Fast food giant Yum Brands has worked for years to distance itself from third-party tech partners. Last week, it made the ultimate power move: a development deal with Nvidia, a tech giant consistently ranked among the most valuable companies in the world.

“We want to own the intellectual property. We want to own the technology,” Yum Brands chief digital and technology officer Joe Park told the Wall Street Journal. “That’s a shift in our strategy as we think about AI.”

In other words: Yum knows its strength and wants full control over its own data. The company will build more services for its 61,000 restaurants with Nvidia’s tech with the goal of quickly processing and understanding critical information about store-level performance and giving managers personalized action plans.

Yum Brands owns fast food powerhouses Taco Bell and KFC along with delivery stalwart Pizza Hut and its more recent acquisition, a less-known burger concept called Habit Burger. It says it’s Nvidia’s first restaurant partner, an important distinction in what could become a restaurant-tech land grab.

The restaurant industry has been historically slow to deploy new tech, but seems to be excited about AI. According to data from the National Restaurant Association, about a third of restaurant operators plan to invest in AI for operations this year — a significant increase from the year before.

Of course, Park is quick to tell the WSJ, all of this new tech won’t replace human workers. Instead, he says, they’ll be trained on “a different form of service and hospitality than I think we’ve seen in the past.”

(This is a common refrain from industry execs who promise employees will augment new tech, freed up to provide additional human connection inside restaurants. In tandem, the execs celebrate the efficiency and reduced labor costs that tech brings to their operations.)

Yum hasn’t been shy about its desire to use tech to win. In 2023, it shared an aggressive sales target, albeit without a timeline: it wants all of its sales to come through digital channels. Digital ordering carries a host of benefits, including a restaurant’s ability to collect real-time data. Additionally, consumers tend to spend more when they place orders digitally thanks to smart upsells and better order accuracy.

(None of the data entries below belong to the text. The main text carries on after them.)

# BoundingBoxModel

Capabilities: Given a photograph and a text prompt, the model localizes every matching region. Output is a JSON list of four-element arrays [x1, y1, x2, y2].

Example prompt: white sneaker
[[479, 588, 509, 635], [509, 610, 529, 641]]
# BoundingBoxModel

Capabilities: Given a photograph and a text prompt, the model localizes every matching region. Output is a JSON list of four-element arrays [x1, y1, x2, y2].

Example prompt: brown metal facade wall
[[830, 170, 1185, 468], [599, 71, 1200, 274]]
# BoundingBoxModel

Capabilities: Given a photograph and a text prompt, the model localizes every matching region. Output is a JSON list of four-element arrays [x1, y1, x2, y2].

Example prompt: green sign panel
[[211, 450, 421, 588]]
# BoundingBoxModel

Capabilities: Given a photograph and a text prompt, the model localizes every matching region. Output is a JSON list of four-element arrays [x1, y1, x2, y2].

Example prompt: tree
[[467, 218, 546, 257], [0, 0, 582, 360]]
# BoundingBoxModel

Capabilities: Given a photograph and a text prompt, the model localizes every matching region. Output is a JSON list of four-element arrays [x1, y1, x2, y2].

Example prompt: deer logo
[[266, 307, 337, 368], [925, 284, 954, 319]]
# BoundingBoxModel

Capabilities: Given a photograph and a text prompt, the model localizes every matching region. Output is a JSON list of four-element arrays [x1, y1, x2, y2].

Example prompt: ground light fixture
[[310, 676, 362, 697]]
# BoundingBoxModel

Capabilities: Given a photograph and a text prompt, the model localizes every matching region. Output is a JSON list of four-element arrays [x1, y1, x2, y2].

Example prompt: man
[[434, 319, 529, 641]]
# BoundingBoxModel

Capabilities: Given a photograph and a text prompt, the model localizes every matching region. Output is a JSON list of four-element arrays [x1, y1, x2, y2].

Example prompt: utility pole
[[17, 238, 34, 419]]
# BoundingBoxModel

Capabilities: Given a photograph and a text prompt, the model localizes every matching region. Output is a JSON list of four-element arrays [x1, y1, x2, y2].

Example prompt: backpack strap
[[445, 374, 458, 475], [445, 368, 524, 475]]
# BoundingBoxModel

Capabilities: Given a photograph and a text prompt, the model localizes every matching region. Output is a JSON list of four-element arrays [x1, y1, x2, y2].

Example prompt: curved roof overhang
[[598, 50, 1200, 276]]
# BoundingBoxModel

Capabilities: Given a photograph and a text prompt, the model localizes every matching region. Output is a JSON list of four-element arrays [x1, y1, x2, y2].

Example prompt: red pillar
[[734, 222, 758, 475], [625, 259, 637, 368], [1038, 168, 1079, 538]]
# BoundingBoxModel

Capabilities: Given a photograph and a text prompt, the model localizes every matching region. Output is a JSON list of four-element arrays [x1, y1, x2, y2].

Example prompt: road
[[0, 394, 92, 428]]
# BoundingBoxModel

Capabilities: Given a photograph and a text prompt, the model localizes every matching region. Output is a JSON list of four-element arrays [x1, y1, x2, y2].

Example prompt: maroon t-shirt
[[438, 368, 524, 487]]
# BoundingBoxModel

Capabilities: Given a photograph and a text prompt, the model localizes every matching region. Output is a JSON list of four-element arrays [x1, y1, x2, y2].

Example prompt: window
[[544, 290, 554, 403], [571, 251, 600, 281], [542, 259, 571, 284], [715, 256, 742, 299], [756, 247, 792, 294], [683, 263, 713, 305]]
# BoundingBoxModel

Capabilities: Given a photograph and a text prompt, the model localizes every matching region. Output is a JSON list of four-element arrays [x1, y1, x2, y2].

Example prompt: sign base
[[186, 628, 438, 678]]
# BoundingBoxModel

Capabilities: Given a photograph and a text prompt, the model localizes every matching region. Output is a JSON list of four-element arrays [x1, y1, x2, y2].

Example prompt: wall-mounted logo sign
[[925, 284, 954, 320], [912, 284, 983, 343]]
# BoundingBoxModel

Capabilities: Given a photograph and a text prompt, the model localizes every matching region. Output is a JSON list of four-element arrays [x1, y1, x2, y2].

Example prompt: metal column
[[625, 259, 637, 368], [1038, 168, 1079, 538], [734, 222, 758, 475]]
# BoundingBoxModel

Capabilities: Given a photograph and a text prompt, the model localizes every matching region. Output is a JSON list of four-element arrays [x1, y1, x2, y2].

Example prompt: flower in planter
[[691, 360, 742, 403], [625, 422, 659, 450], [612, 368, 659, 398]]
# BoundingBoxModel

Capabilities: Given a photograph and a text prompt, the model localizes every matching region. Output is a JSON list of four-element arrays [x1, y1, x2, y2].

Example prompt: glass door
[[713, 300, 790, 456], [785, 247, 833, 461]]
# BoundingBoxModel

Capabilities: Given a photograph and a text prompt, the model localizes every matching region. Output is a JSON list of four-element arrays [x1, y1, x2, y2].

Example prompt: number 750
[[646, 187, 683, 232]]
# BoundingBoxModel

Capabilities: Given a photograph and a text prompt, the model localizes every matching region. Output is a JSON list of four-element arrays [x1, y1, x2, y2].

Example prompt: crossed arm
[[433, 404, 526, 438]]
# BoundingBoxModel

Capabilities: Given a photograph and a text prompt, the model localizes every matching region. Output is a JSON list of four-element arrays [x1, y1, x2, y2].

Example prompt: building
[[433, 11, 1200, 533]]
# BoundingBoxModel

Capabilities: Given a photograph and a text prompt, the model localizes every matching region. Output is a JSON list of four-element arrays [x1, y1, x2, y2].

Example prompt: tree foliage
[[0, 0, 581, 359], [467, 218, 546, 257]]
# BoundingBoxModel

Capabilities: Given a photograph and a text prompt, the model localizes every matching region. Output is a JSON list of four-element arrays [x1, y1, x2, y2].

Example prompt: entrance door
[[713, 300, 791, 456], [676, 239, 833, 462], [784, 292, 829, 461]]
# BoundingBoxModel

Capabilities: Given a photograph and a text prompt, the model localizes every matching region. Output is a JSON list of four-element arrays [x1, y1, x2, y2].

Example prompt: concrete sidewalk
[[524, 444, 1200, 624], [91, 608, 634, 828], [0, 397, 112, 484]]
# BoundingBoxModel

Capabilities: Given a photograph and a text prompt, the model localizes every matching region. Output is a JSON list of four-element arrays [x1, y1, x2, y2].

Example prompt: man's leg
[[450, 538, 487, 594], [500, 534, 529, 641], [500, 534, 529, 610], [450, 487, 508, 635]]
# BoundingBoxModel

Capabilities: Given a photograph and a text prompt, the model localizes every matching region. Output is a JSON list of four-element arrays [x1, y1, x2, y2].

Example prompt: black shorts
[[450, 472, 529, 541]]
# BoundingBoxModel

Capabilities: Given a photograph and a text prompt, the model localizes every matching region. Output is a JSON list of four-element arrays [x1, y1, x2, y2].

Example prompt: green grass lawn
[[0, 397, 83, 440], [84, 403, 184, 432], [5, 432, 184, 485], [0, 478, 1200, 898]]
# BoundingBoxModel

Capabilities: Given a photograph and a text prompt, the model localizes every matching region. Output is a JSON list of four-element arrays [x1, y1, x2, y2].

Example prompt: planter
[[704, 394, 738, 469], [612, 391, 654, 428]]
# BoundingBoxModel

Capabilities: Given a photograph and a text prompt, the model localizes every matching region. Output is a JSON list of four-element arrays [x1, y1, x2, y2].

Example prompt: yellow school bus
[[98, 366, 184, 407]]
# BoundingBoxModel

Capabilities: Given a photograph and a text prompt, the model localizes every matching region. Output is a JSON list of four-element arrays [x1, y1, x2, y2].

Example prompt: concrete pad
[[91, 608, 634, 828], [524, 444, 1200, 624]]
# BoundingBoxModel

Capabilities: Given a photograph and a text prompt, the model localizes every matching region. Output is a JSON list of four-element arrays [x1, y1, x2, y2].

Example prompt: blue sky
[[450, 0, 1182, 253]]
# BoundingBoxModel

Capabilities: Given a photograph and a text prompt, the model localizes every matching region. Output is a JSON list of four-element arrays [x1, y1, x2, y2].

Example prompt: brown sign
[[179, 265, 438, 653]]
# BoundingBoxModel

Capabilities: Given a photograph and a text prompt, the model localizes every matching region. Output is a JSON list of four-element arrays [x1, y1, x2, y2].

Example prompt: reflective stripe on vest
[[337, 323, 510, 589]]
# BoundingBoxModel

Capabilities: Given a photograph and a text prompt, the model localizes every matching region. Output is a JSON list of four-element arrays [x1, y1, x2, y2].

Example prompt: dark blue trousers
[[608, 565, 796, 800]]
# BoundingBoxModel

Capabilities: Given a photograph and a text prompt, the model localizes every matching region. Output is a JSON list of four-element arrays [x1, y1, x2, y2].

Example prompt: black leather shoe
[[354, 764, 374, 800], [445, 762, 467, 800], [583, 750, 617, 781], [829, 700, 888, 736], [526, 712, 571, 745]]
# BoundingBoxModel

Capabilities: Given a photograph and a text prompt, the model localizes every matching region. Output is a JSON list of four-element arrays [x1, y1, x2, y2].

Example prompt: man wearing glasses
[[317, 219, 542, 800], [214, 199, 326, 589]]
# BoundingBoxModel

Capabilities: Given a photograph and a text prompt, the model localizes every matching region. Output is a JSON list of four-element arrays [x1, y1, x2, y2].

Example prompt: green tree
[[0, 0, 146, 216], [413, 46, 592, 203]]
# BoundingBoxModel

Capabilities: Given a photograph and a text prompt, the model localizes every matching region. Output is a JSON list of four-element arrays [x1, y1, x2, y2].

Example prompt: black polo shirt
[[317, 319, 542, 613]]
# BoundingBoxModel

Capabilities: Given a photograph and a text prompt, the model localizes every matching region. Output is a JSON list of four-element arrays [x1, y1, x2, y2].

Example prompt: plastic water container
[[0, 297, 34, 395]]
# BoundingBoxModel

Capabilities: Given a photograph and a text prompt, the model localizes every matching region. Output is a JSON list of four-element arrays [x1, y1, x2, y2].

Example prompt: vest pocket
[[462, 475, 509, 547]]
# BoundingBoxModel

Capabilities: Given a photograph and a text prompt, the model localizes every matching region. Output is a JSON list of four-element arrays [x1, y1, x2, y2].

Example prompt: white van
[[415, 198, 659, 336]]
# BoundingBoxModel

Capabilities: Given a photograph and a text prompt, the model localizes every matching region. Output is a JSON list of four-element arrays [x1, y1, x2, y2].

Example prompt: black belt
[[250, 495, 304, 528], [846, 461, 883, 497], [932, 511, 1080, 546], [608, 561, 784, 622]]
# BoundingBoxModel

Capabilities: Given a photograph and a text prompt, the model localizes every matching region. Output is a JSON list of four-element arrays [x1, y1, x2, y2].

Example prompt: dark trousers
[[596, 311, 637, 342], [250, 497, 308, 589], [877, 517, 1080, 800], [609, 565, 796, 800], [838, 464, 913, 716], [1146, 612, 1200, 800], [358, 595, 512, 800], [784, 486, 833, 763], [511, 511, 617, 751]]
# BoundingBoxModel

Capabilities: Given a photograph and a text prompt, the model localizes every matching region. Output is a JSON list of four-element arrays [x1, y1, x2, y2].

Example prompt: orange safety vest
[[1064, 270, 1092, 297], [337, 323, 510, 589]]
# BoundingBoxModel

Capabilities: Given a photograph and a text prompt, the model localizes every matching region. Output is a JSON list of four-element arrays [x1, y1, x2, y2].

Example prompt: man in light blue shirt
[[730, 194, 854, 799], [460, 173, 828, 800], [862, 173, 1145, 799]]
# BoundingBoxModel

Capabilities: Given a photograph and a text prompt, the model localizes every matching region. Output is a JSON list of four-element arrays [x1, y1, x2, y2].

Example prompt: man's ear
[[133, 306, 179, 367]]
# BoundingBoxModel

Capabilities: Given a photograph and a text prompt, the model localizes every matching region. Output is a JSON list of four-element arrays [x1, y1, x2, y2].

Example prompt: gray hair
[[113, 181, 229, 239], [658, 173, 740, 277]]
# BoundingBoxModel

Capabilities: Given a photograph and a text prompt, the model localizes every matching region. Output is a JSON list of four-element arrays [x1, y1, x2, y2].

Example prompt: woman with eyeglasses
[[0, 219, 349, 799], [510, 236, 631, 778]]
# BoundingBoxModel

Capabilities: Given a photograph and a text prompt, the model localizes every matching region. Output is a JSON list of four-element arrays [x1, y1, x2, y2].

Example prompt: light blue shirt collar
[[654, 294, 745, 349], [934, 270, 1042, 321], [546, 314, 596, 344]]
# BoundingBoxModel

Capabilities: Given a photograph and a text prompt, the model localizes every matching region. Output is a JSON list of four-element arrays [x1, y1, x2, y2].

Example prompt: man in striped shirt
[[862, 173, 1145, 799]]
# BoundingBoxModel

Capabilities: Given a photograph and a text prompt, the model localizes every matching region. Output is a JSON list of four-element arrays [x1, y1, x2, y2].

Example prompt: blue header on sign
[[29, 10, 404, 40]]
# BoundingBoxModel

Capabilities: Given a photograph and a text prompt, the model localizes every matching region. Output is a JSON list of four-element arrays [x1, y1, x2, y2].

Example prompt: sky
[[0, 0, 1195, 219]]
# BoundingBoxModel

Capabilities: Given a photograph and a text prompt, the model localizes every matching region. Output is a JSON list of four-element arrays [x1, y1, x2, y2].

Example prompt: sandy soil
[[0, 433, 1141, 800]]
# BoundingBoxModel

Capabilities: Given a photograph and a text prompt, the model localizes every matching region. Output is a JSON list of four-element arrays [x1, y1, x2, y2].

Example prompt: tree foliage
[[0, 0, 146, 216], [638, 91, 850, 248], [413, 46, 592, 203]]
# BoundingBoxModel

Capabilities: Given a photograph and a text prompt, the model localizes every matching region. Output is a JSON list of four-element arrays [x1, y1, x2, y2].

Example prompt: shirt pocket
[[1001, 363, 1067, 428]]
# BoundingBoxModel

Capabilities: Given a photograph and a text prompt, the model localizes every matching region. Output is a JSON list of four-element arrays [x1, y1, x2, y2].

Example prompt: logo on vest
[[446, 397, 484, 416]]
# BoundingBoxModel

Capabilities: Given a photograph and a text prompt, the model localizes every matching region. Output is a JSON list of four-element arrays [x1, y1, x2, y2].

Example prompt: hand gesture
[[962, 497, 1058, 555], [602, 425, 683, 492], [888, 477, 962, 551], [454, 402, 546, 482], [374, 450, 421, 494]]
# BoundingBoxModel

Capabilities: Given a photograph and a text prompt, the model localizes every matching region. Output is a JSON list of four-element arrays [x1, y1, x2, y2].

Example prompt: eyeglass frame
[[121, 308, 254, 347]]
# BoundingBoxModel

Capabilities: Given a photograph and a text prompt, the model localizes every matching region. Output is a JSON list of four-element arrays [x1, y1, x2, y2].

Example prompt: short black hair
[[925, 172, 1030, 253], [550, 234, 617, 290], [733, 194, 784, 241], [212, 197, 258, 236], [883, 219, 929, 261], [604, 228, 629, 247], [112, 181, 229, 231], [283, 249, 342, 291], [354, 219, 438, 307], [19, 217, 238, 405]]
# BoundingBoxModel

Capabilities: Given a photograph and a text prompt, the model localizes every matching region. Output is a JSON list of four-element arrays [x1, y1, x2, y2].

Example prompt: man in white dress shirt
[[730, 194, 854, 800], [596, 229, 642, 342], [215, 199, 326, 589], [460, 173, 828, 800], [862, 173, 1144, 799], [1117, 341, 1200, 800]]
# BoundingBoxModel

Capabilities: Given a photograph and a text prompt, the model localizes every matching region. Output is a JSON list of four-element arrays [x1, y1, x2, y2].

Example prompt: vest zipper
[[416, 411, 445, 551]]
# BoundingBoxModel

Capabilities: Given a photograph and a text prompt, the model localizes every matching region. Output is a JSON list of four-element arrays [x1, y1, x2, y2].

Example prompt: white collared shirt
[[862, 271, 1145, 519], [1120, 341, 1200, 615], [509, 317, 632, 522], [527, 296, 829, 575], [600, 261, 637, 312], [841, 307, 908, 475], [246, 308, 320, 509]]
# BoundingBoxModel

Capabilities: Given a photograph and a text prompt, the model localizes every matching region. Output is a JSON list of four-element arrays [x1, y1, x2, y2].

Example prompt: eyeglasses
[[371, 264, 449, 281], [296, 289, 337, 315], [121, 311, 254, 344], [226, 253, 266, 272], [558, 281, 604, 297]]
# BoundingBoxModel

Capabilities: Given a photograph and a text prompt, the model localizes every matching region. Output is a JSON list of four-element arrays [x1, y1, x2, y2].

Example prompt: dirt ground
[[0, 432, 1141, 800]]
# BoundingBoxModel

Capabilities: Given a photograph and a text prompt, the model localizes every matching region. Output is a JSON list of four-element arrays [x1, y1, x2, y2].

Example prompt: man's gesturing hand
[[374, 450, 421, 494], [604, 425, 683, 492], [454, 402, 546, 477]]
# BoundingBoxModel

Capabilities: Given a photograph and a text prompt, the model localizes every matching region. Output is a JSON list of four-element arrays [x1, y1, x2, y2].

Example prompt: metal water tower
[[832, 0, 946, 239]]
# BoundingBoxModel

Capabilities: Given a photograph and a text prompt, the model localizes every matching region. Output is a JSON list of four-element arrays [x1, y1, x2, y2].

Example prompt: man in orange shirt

It’s made some progress toward that goal. In 2024, the company’s system-wide digital sales were up 15%, representing over half of sales. In the fourth quarter alone, it processed $9 billion in digital sales.

Given the huge growth potential (and massive amount of money involved), Yum’s right to hold its own ordering data close. It’s a lesson the company may have learned the hard way. In 2018, Yum signed an exclusive deal with Grubhub, the onetime national leader in online ordering and delivery. Grubhub would power delivery at both Taco Bell and KFC, and Yum invested $200 million in Grubhub, a 3% stake.

The deal flamed out rather spectacularly just two years later. Yum, realizing the delivery tailwind thanks to the onset of the pandemic, started working with competing delivery services like Uber Eats, which Grubhub said violated the terms of their agreement.

In hindsight, this was Yum’s first big digital flex: We’re too big and powerful to be constrained by your platform, it seemed to say. When Grubhub moved to increase the fees it charged Yum’s restaurants, Yum sued Grubhub for breach of contract, eventually offloading its investment for a reported $208 million.

The Nvidia deal, on paper at least, should accelerate Yum’s next transition. To start, it will use the tech to add voice AI to its drive-thrus and phone lines, targeting a relatively modest 500 restaurants in the second quarter of this year. Eventually, Park says, they’ll use the tech to optimize all ordering channels, including the company’s mobile apps, and hone in on in-store productivity and accuracy with Nvidia-powered computer vision.